Pasting the payload above in the first terminal (the producer for the "hd-execution-topic" topic) leads to the same message occurring in the second terminal (consumer for the "hd-execution-topic" topic) and after short moment to a result in the third terminal (the consumer of the result topic "hd-execution-response-topic"). The result json payload is identical to the API transformation revision execution endpoint result json.
This example includes only the "direct_provisioning" adapter being wired to all inputs and there are no wirings for the outputs, which is the proper way to indicate that these are wired to the default adapter "direct_provisioning". This results in all input data being expected as part of the Kafka payload and the output data being sent as part of the Kafka result message.
However this is not a limitation: You can use arbitrary adapters and also mix them freely in the same manner as for the web endpoint.

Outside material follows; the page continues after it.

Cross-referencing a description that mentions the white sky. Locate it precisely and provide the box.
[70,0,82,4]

I.e. some data can be directly provided via the Kafka message (usually single parameters) while other data is fetched from a database via an appropriate external adapter (typically mass data).
Here is the json message value for running the example workflow "Univariate Linear RUL Regression" revision 1.0.0 with mixed adapters:
{
"id": "806df1b9-2fc8-4463-943f-3d258c569663",
"wiring": {
"input_wirings": [
{
"ref_id": "root.plantA.picklingUnit.influx.temp",
"ref_id_type": "SOURCE",
"type": "timeseries(float)",
"workflow_input_name": "inp_series",
"adapter_id": "demo-adapter-python",
"filters": {
"timestampFrom": "2022-05-01T00:00:00.000000000Z",
"timestampTo": "2022-05-02T00:00:00.000000000Z"
}
},
{
"workflow_input_name": "limit",
"adapter_id": "direct_provisioning",
"filters": {"value": 1.3}
},
{
"workflow_input_name": "num_days_forecast",
"adapter_id": "direct_provisioning",
"filters": {"value": "10"}
}
],
"output_wirings": []
},
"run_pure_plot_operators": false,
"job_id": "00000000-0000-0000-0000-000000000005"
}
And for your convenience the corresponding ready-to-paste one liner:
exec_job_3: { "id": "806df1b9-2fc8-4463-943f-3d258c569663", "wiring": { "input_wirings": [ { "ref_id": "root.plantA.picklingUnit.influx.temp", "ref_id_type": "SOURCE", "type": "timeseries(float)", "workflow_input_name": "inp_series", "adapter_id": "demo-adapter-python", "filters": { "timestampFrom": "2022-05-01T00:00:00.000000000Z", "timestampTo": "2022-05-02T00:00:00.000000000Z" } }, { "workflow_input_name": "limit", "adapter_id": "direct_provisioning", "filters": {"value": 1.3} }, { "workflow_input_name": "num_days_forecast", "adapter_id": "direct_provisioning", "filters": {"value": "10"} } ], "output_wirings": [ ] }, "run_pure_plot_operators": true, "job_id": "00000000-0000-0000-0000-000000000005" }
See config code for available configuration options and corresponding environment variable names. All variables containing "KAFKA" should be of interest here. You can specify topic names and options for the aiokafka consumer / producer clients.
Note that not all combinations of options will work / make sense. For example the built-in consumer expects autocommit being set to true. Moreover a consumer group id is expected to be set.
The Kafka consumer (and producer for sending results) runs in the backend web service application: One consumer / producer pair is initialized per gunicorn/uvicorn worker process. Consumers are part of a consumer group specified via configuration (see above). By default messages are distributed to topic partitions automatically using the key of the Kafka message. Therefore it makes sense to use something like a job name or job id as message key.
To actually make use of all these consumer instances for scaling, the corresponding topic in your Kafka cluster should be configured to have at least as many partitions as the designer backend has worker processes.
Note that running the analytical code actually happens in the runtime service (separately scalable). So a sensible setup is to have a one-replication backend service with several worker processes and a scaled-up (multi-replication) runtime service.